矯正治療や咬合育成治療では、もちろん歯並びは改善しますが、同時に重要なのが噛み合わせです。
患者さんサイドでは通常前歯部分の見た目が気になりますので、前歯のデコボコが気になるという相談が最も多いと思います。
嚙み合わせについては、やはり前歯部分で分かる、出っ歯(上顎前突)と受け口(反対咬合)の相談が代表的です。
治療的には歯並びを良くするのは簡単ですが、実際には歯並びを良くしながら噛み合わせも良くすることが必須です。
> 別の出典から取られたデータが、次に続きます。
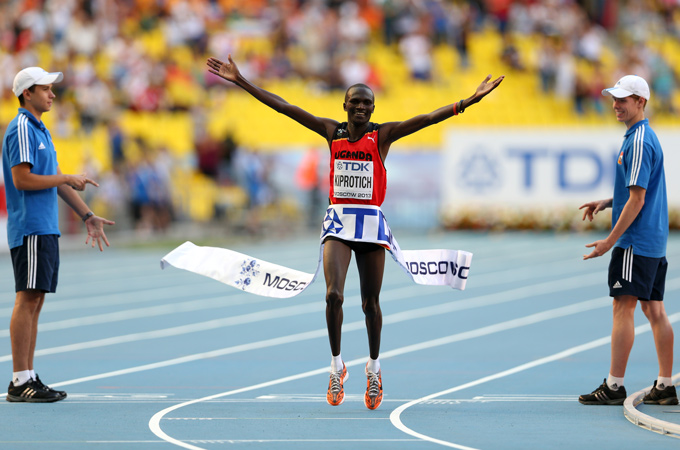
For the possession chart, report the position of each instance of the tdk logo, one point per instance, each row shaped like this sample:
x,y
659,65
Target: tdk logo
x,y
354,166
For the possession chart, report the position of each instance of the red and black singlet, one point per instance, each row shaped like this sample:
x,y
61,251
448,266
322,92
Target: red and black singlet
x,y
357,174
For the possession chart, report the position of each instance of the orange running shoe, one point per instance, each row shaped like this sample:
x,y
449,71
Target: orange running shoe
x,y
336,392
373,396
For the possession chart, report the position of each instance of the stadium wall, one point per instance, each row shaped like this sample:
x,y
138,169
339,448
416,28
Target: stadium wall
x,y
537,178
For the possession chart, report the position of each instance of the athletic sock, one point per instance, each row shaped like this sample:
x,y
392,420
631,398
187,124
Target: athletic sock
x,y
19,378
336,363
614,383
663,382
373,365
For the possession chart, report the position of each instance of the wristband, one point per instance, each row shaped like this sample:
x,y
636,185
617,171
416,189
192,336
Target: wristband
x,y
460,107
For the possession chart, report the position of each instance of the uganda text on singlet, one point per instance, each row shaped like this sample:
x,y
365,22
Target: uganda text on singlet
x,y
357,174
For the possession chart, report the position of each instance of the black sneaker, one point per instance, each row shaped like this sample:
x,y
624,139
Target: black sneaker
x,y
604,396
666,396
44,386
31,392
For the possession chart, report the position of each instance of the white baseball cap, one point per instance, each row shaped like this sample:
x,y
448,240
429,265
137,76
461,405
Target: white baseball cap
x,y
629,85
34,75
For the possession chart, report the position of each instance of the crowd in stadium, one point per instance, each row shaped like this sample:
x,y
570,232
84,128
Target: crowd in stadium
x,y
149,55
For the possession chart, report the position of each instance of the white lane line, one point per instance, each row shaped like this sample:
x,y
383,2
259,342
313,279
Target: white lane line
x,y
395,416
352,326
276,418
316,306
151,311
154,423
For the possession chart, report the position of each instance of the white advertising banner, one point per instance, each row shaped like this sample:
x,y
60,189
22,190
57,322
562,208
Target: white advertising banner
x,y
540,169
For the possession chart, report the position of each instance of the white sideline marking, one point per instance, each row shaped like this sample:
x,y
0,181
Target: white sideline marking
x,y
648,422
154,423
395,416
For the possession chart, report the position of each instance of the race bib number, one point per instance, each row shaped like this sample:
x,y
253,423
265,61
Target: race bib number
x,y
353,179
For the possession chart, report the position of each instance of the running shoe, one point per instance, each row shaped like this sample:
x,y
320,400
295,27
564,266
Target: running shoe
x,y
336,392
603,395
31,392
44,386
666,396
373,396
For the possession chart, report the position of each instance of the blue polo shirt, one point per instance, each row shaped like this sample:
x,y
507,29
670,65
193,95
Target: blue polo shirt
x,y
29,212
640,163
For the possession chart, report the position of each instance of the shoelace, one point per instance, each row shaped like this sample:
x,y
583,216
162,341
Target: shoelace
x,y
373,384
336,377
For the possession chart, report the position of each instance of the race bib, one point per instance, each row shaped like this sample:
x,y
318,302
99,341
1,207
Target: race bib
x,y
353,179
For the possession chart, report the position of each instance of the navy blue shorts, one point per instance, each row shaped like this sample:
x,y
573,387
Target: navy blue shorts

簡単に言えば歯並びを良くしても噛み合わせが不安定でしたら、治療後の後戻りが大きくなるということです。





久しぶりに虫歯チェックと予防で来院した患者さん。成長期に入った小学高学年です。
ぱっと見には、上の前歯の隙間とか向かって左側の犬歯が外側から生えているのが気になります。
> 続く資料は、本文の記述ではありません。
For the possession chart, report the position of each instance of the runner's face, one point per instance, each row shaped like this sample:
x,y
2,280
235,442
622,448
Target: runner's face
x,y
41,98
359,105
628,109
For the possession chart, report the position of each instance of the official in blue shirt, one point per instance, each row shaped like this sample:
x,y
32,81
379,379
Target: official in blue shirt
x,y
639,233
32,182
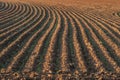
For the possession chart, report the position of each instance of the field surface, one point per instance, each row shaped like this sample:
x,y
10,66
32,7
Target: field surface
x,y
59,39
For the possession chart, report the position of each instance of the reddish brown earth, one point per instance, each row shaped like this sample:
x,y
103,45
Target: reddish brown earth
x,y
60,39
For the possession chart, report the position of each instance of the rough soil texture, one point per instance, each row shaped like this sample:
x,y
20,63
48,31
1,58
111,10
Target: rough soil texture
x,y
85,45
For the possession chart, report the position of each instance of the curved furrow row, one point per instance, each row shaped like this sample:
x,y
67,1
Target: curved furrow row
x,y
115,39
23,26
9,8
78,53
10,21
19,22
10,12
115,31
27,44
101,48
50,51
64,51
15,44
12,28
107,21
21,14
2,5
97,63
6,7
115,47
114,28
111,48
42,52
114,22
29,66
18,9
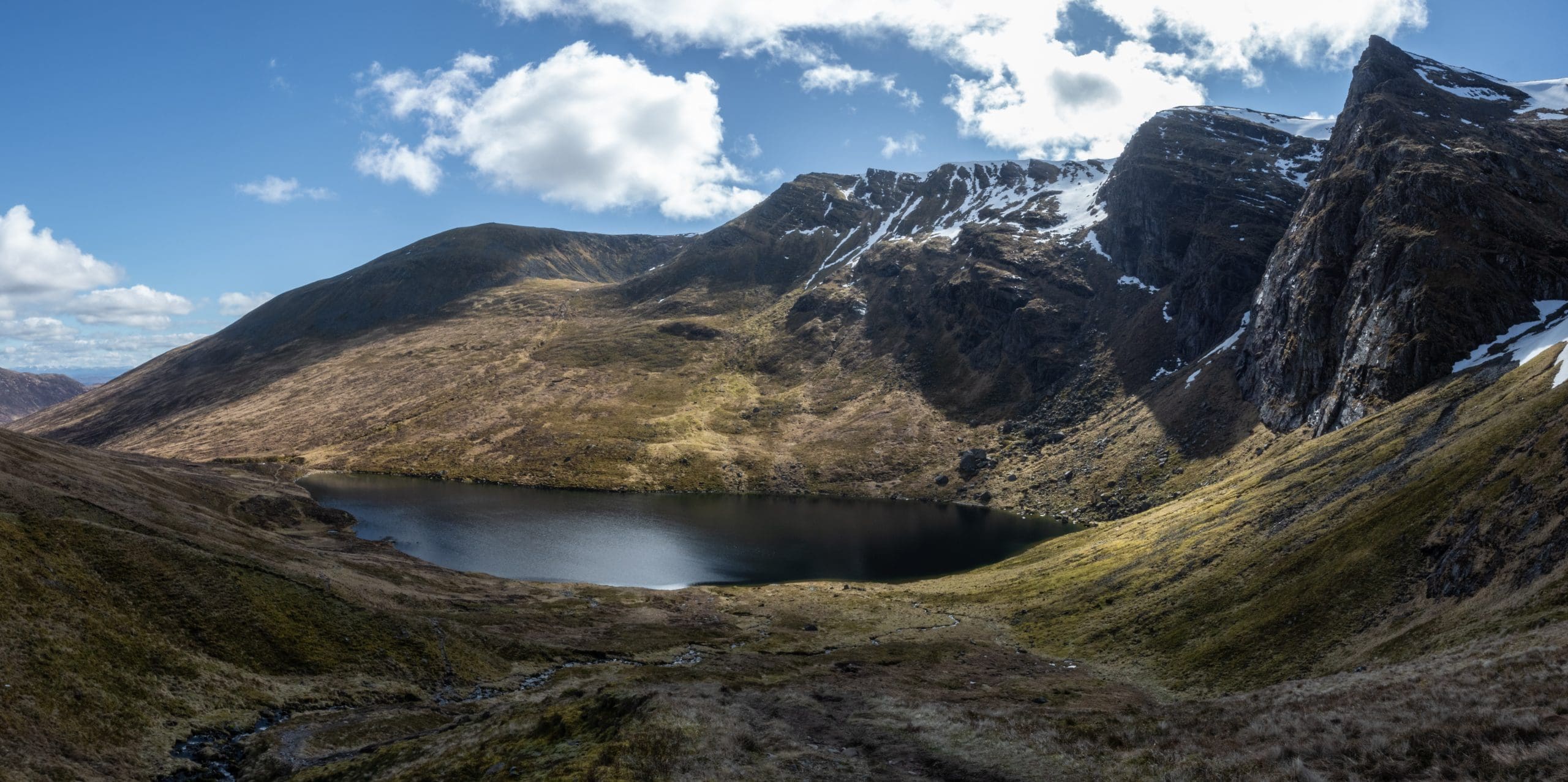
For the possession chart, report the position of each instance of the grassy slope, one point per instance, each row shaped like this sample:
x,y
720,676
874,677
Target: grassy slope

問題がそれだけであれば、上の歯のみブラケットを付けて、前歯の隙間を犬歯のデコボコスペースの解消に使えばいいので、簡単です。
上下の真ん中も一致していくでしょう。




ところが実は問題ありなんです。
この患者さんは下の前歯2本が先天的に欠如しています。
そして奥歯の噛み合わせを診ると、ほぼ1本分下が前に位置している嚙み合わせです。
つまりこの患者さんは骨格的に受け口だと言えます。そのような場合、前歯の噛み合わせも浅く、前歯で噛みあっているかな?という状況も伴います。
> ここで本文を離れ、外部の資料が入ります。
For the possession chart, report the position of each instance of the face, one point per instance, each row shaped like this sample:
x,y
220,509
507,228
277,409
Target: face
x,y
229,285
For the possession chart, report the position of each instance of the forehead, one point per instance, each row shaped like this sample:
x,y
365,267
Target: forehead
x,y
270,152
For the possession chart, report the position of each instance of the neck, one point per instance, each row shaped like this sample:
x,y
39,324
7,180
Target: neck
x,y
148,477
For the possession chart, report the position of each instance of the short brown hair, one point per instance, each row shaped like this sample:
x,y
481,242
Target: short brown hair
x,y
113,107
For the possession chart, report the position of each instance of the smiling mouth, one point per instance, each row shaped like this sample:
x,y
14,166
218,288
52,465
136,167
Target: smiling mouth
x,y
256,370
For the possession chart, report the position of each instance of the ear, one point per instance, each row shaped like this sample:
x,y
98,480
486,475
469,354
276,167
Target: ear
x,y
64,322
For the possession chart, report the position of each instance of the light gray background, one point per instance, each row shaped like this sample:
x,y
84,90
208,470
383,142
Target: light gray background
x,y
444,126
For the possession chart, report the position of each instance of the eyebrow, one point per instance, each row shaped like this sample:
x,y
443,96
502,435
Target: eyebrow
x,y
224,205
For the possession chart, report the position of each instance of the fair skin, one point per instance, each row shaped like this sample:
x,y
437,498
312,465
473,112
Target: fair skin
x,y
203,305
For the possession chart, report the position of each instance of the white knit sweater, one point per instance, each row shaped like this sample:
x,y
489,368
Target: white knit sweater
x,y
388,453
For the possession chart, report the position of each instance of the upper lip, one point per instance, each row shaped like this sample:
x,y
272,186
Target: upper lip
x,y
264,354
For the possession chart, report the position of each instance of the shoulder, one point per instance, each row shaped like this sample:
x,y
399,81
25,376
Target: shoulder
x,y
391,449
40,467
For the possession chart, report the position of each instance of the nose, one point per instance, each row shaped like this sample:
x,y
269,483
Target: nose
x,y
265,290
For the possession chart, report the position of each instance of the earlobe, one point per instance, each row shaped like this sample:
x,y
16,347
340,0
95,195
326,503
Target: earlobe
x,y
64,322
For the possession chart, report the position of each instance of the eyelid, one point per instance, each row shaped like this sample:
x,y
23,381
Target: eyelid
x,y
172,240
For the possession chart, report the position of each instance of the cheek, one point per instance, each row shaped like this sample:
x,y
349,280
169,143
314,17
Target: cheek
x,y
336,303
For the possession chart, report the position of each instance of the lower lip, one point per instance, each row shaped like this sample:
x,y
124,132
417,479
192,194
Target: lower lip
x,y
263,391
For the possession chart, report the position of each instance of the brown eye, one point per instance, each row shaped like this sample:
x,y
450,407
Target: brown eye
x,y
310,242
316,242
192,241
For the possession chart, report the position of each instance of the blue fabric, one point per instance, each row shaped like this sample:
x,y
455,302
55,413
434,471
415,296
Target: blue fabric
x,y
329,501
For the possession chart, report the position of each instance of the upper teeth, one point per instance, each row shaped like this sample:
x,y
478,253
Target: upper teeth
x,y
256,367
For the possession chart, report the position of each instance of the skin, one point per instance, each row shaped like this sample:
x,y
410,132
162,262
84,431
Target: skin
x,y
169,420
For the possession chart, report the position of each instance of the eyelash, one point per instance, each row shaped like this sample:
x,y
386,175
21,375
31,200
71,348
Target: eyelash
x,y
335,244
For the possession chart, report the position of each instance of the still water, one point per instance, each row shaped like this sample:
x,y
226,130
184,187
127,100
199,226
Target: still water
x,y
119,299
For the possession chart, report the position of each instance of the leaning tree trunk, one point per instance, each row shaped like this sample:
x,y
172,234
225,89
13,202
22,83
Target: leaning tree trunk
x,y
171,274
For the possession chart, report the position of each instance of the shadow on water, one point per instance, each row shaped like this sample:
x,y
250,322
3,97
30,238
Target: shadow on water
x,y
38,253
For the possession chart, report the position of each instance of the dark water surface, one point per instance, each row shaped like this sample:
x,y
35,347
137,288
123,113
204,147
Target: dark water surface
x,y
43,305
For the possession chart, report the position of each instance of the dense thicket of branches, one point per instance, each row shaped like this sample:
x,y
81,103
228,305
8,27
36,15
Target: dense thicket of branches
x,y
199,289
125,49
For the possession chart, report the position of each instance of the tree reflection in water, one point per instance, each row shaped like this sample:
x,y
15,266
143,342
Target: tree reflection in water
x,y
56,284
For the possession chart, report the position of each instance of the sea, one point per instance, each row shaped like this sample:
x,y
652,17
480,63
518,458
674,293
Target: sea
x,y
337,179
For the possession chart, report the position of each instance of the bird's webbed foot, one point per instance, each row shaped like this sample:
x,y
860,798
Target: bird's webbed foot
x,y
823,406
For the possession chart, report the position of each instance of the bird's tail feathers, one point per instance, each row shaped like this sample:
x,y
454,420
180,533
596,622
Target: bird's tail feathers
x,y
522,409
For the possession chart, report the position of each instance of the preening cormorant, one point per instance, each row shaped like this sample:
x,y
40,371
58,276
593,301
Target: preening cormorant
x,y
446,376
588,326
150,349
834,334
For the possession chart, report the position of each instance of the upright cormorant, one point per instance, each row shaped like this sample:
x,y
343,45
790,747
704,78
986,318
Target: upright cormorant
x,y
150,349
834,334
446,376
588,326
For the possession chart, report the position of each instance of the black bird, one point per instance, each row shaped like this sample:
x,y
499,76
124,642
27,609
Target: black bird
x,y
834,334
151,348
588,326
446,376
もし下の前歯があと2本揃っていたら、下の歯並びはもっと大きく、しっかり逆の噛み合わせであろうことが想像できます。




ちなみに、反対側の奥歯は噛み合わせは良好ですが、5番目の歯(第2小臼歯)がスペース不足で完全に埋まっている状態です。
その分奥歯が前方移動して、皮肉なことに噛み合わせは良くなっています。
この患者さんはどうするか?
数年間は成長期ですので、受け口傾向の悪化が考えられます。成長期の下顎発育を阻止することは基本出来ません。
悪化したとしても敢えて成長変化をみて、安定してきたら、その状況に応じた治療計画を選んで行うのが賢明です。
骨格的に下顎前突傾向がある場合、特に成長の見守りが重要になって来ますし、歯並びより噛み合わせの改善の方が遥かに考慮を要し、難しいと言えます。